Gastroenterology clinical image challenge: We describe three unique presentations of patients with a prior history of Roux-en-Y gastric bypass who were referred for endoscopic treatment of weight regain. All of the patients had failed prior attempts at lifestyle modifications and pharmacologic weight loss treatment. On physical examination, their body mass indices ranged from 27 to 30 kg/m2, but examination and complete laboratory evaluation, including thyroid-stimulating hormone, were otherwise normal. During the first upper gastrointestinal esophagogastroduodenoscopies, the pouch and the gastrojejunal anastomosis (GJA) were characterized by healthy appearing mucosa. In all three cases, the pouch size measured between 3 and 5 cm and the GJA was dilated, with diameters of more than 20 mm (figure). Laser resurfacing of the stoma by argon plasma coagulation (APC) at 0.8 L/min and 70 watts was successfully performed in a 1-cm concentric ring fashion around the gastric side of the GJA (figure). Three months after the initial APC, the patients returned for reevaluation. The pouch mucosa again seemed to be normal, but there was persistent, albeit improved, dilation of the GJA. Repeat APC sessions were performed without any adverse events.

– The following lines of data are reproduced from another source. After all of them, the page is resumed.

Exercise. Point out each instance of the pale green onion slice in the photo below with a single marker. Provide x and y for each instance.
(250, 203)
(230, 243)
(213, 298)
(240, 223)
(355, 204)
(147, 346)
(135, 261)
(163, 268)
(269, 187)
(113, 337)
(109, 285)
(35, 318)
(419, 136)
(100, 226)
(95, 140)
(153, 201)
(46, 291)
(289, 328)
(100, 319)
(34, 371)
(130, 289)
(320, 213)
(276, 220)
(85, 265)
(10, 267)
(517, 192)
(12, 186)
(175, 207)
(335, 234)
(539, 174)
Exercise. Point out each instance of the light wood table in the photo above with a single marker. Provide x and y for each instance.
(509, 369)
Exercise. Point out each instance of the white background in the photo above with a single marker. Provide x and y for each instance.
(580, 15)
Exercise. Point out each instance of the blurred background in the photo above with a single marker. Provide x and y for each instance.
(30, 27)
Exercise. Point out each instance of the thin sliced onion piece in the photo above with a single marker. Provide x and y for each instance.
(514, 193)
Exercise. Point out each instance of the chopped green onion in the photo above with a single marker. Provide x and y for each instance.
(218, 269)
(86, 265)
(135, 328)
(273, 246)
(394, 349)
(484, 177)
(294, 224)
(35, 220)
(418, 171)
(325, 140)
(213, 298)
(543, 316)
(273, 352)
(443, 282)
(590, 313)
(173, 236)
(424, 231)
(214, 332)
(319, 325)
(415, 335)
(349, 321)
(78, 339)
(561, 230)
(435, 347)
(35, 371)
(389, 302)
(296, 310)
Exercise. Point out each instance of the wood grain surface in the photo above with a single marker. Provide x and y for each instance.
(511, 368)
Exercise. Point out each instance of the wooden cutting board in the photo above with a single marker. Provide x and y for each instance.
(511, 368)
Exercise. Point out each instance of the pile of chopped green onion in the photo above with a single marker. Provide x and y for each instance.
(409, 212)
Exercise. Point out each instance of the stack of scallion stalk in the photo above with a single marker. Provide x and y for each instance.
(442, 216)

On their next follow-up esophagogastroduodenoscopies, all patients were noted to have an abnormal color of approximately 25% of their gastric pouch epithelium, which seemed to be more similar to the esophageal epithelium (figure). The GJAs remained dilated, measuring more than 14 mm, and their third APC sessions were performed (figure). The patients did well after the procedures, with significant weight loss. A one-year follow-up endoscopy showed a 10-mm GJA, but the gastric pouch was now approximately 80% to 100% covered with this abnormal epithelium (figure). A forceps biopsy was performed for histologic evaluation (figure).
What is the histopathologic diagnosis of this finding?